What has led to the increasing popularity and prestige of English?
There is a general belief that the English Language has enormously benefitted from British colonialism and US imperialism but I believe that this is not the main reason. Being a creole language, it is not synthetic but analytic. Inflections are very rare. An English verb has a minimum of 3 forms (cut, cuts, cutting); regular verbs have 4 forms (work, works, working, worked); irregular verbs have 5 forms (eat, eats, eating, ate, eaten). A French verb has dozens of forms. The present tense alone of the verb ‘manger’, has 5 forms: mange, manges, mangeons, mangez and mangent. English adjectives have only one form: a beautiful child, a beautiful flower, beautiful children and flowers, a beautiful house etc. In French an adjective has several forms: un beau pays, un bel homme, une belle fille, des beaux yeux, des belles femmes. A full contrastive analysis will show the difficulty faced by learners of French as a foreign language.
THE FUTURE
With globalisation, the internet, growing use of IT and travelling facilities, the planet is shrinking into a big village and in this global village, people are in greater need for a basic medium of ‘border-crossing’, cross-cultural communication (L2). Synthetic languages like French or Hindi have no chance of winning the communication battle. Countries will opt for the universal creole lingua franca which English (L2) is, together with their local national language (L1) which defines national identity. To succeed, languages like French or Hindi must eat the humble pie and opt as languages of culture to be mastered as foreign languages or L3.
In the Maritime Republic of Mauritius, we are very fortunate to have as L1 Mauritian and Rodriguan and English as L2. These are 3 creole languages. The acquisition of L1 literacy (Mauritian or Rodriguan) will pave the way to quick and successful L2 literacy (English). Creole languages have syntactic similarities which facilitate the mastery of English.
To illustrate this, let us have a quick look at the tense and aspect structure of Mauritian and English:
Present tense: Mo manze. / I eat.
Present progressive: Mo pe manze. / I am eating.
Present perfective: Mo finn manze. / I have eaten.
Past tense: Mo ti manze. / I ate.
Past progressive: Mo ti pe manze. / I was eating.
Past perfective: Mo ti finn manze. / I had eaten.
Future tense: Mo pou manze. / I will eat.
Past in future: Mo ti pou manze si … / I would eat if …
If we are wise enough to use properly our cultural resources, we can make of our republic a model in the fight against illiteracy and poverty. And the cherry on the cake will be mastery of a third language.
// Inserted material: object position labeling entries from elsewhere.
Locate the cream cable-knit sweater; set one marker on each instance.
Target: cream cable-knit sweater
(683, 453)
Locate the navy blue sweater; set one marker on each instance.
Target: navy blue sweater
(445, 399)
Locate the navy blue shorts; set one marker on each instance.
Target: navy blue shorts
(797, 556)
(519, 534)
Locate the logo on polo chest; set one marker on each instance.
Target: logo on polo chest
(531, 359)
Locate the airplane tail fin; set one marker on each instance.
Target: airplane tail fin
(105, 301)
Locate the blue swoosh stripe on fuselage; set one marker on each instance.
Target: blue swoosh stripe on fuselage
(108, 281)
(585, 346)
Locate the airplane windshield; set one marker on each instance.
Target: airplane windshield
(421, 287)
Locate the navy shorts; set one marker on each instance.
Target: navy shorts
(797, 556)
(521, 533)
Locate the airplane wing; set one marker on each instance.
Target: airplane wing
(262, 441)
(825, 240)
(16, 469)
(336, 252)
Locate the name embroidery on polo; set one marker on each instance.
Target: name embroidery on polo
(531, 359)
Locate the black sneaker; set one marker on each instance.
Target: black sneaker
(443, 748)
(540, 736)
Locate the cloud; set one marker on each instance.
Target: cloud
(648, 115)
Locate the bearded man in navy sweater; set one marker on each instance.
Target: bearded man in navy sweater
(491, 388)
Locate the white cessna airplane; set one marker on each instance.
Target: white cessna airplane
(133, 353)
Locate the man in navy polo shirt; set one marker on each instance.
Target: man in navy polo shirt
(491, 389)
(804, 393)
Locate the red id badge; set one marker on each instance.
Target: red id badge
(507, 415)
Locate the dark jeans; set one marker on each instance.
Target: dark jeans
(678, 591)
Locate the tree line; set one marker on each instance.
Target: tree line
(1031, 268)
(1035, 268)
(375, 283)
This is not blah-blah-blah. This is not a discourse on the sex of angels. A course in literacy and numeracy which I mounted with the help of the Catholic Church and which used Mauritian as main medium and English as L2 was very successful and won a Commonwealth award. 200 children who had failed CPE (year 6) twice were taken on board. After 3 years, over 75% passed the National Examination Certificate (year 9). All of them are now skilled workers and literate citizens.
I would not be surprised that in a not-too-distant future, Reunion decides to invest more in the acquisition of English.
Madagascar, a neighbour of RSA and a country with strong links with the creole islands in the Indian Ocean (Seychelles, Reunion, Mauritius, Rodrigues) will certainly benefit from some command of English, the language of international trade.
Is that idle dreaming? Time will tell.